Bizi Biz Yapan Kendi Seçimlerimizdir

Hayatımızda iki seçenekten birisini tercih etmek zorunda olduğumuz pek çok an belleklerimizde yer almıştır. “Her tercih edişimiz aynı zamanda bir terk ediştir” sözü aklımızın bir köşesinde bu yüzden durur.
Önümüzde iki yol belirdiğinde yaptığımız seçimden sonra aklımızda şu soru kalıyorsa eğer yaptığımız seçimden çok da emin değilizdir; “Acaba öbür yolu mu seçsem?”
Bize bu soruyu sorduran, yaptığımız seçimden kuşku duymamızı sağlayan seçimimizde ki “acabalarla” yaşamımıza neden olan güvensizlik duygusu büyük olasılıkla çocukluğumuzda yaşadığımız deneyimlere bağlıdır.
Kendi başımıza veremediğimiz kararların kaynağı; aynı olaya farklı tepkiler veren ve bize sevgisini göstermeyi ayıp sayan ya da nasıl göstereceğini bilemeyen anne babamız.
Öte yandan, yukarıda aktardığım anne-baba davranışının tam tersi de, sorunun kaynağı; han üzerimizde bir helikopter gibi uçup bir sorun anında hemen yere inip sorunumuzu çözen, önümüzde kar küreme aracı gibi gideceğimiz yolu açan, sanki yaşamımızda her an tüm sorunlarımızı çözebilecekleri duygusu ile bizi yetiştiren anne babalarımız!

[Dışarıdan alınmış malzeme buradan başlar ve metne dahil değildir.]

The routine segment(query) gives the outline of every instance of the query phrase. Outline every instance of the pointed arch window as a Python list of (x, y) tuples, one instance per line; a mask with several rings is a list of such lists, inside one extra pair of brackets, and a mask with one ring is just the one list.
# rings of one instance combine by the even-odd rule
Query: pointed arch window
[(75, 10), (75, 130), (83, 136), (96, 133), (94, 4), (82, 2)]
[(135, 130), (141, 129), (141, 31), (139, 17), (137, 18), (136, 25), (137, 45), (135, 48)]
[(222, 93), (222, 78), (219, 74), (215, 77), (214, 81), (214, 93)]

Hiçbir sorunla yüz yüze gelmeden ve kendi kararları ile sorunlarıyla baş etmeden büyümüş bir çocuk için, gerçek hayatla bir başına karşılaşmak ne kadar zordur. Okulda öğretmenleri ve arkadaşlarıyla, yolda tanımadıklarıyla yaşadığı ilk sorunda dünya başına yıkılır.
Özgür olmak çocukların da hakkıdır. Bırakın bazı kararları çok küçükken bile o versin. Yanlış karar verirse ayağına uymayan ayakkabıyı mı almak zorunda kalacaksınız? Siz de önüne ona uygun olan farklı renkte iki ayakkabı seçeneği koyun önüne. Ama bırakın seçimi o yapsın.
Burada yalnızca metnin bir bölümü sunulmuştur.